From: Johnny Billquist <bqt at softjar.se>
I seem to remember having read that they were parity
for each byte, but
looking at a Unibus spec now (from 1979), it seems PB is actually
indicating a parity error, while PA is reserved for future use.
OK I had PA and PB reversed, but, exactly. I don't know if that means
PA/PB had a slightly different meaning in the early days when the parity
controller was outboard of the core stacks (in that case I'd think you
couldn't mix old and new hardware, which doesn't seem to be a problem),
or else they changed the spec before the hardware hit the streets and
everything is fine (which sounds more like it).
And the
slave are expected to generate these signals, and the master is expected
to check them, so I guess the DEUNA/DELUA should generate/check them, if
it is a proper Unibus citizen. Which could make life in a KS interesting...

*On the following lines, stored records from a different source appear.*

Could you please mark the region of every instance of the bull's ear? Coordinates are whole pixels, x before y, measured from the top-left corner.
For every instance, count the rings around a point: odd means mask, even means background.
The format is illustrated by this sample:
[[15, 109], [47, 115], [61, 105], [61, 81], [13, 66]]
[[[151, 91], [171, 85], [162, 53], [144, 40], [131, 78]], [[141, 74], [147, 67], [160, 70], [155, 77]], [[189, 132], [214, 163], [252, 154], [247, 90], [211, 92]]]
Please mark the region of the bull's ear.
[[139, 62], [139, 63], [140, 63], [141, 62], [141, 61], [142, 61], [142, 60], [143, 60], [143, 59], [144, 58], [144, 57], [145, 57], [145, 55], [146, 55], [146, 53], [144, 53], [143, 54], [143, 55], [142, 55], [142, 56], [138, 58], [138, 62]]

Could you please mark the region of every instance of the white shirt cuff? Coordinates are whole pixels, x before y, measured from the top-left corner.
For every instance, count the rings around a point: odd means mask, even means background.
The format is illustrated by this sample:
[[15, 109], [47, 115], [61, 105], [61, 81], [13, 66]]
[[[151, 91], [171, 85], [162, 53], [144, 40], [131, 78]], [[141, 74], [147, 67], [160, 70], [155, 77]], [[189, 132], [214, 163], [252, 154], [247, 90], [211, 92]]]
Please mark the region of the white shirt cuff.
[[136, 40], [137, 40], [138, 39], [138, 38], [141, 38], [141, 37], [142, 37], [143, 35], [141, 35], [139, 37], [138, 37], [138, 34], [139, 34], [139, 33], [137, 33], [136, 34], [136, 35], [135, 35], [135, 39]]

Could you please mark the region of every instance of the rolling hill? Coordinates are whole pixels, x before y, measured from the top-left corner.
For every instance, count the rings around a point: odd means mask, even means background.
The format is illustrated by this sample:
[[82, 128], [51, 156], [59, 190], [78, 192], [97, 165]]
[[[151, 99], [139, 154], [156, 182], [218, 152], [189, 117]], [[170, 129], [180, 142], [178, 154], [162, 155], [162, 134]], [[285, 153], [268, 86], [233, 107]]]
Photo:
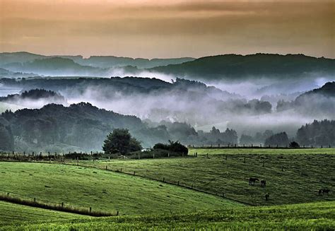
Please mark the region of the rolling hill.
[[297, 78], [313, 73], [335, 74], [335, 59], [303, 54], [256, 54], [206, 57], [186, 63], [158, 66], [151, 71], [201, 80], [247, 78]]

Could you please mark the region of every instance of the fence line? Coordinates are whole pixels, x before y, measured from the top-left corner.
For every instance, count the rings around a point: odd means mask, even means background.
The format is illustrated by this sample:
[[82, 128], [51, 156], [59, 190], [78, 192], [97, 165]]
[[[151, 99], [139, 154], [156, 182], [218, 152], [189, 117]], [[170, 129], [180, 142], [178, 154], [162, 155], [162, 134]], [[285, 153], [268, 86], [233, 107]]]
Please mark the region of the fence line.
[[[70, 163], [66, 163], [66, 165], [71, 165]], [[163, 177], [163, 179], [155, 179], [155, 178], [151, 178], [151, 177], [146, 177], [146, 176], [143, 176], [143, 175], [139, 175], [139, 174], [136, 173], [136, 171], [131, 171], [131, 172], [124, 172], [124, 168], [121, 168], [120, 169], [121, 170], [113, 170], [112, 169], [107, 168], [107, 167], [104, 168], [104, 167], [94, 167], [94, 166], [87, 166], [87, 165], [77, 165], [77, 166], [83, 167], [86, 167], [86, 168], [98, 169], [98, 170], [101, 170], [117, 172], [117, 173], [124, 174], [127, 174], [127, 175], [135, 176], [135, 177], [142, 177], [142, 178], [144, 178], [144, 179], [146, 179], [153, 180], [153, 181], [155, 181], [155, 182], [162, 182], [162, 183], [165, 183], [165, 184], [171, 184], [171, 185], [173, 185], [173, 186], [180, 186], [180, 187], [182, 187], [182, 188], [185, 188], [185, 189], [188, 189], [202, 192], [202, 193], [204, 193], [204, 194], [210, 194], [210, 195], [213, 195], [213, 196], [216, 196], [222, 197], [222, 198], [226, 199], [228, 200], [238, 202], [238, 203], [243, 203], [243, 204], [245, 204], [245, 205], [247, 205], [247, 206], [255, 206], [254, 204], [252, 204], [252, 203], [247, 203], [247, 202], [241, 201], [239, 201], [239, 200], [237, 200], [237, 199], [232, 199], [232, 198], [230, 198], [230, 197], [226, 197], [224, 194], [214, 194], [214, 193], [212, 193], [212, 192], [210, 192], [210, 191], [204, 191], [204, 190], [202, 190], [202, 189], [196, 189], [196, 188], [194, 187], [193, 184], [191, 186], [187, 186], [184, 184], [180, 184], [181, 182], [180, 181], [177, 181], [177, 183], [175, 184], [172, 182], [168, 182], [165, 177]]]
[[[12, 194], [19, 196], [12, 196]], [[42, 209], [49, 209], [71, 213], [90, 215], [94, 217], [115, 216], [119, 215], [119, 211], [117, 211], [115, 214], [113, 214], [105, 211], [92, 211], [92, 207], [90, 207], [89, 209], [86, 209], [77, 206], [66, 205], [64, 204], [64, 202], [54, 203], [50, 201], [46, 202], [45, 201], [42, 200], [37, 201], [36, 197], [29, 198], [26, 196], [22, 196], [18, 194], [10, 192], [1, 192], [1, 194], [0, 194], [0, 201]]]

Well, my point is that if it's true that PB is now asserted only on an error
(vs. both being asserted or not depending on the parity of that byte),
then if it *never* gets asserted, everything's fine. Accesses to CSR space
certainly don't check parity so it seems that nothing bad happens if you
don't assert these pins. And I'm thinking the DEUNA/DELUA would stop with
a parity error if it found PB asserted when reading memory with DMA, which
is a good reason to make sure the data structures and buffers you give it
never have the 17th/18th bits set, but otherwise, no sweat. You're giving up
parity checking but the KS10 MMC/MMAs already do ECC and I don't think they
need Unibus masters to be in charge of noticing flaky RAM.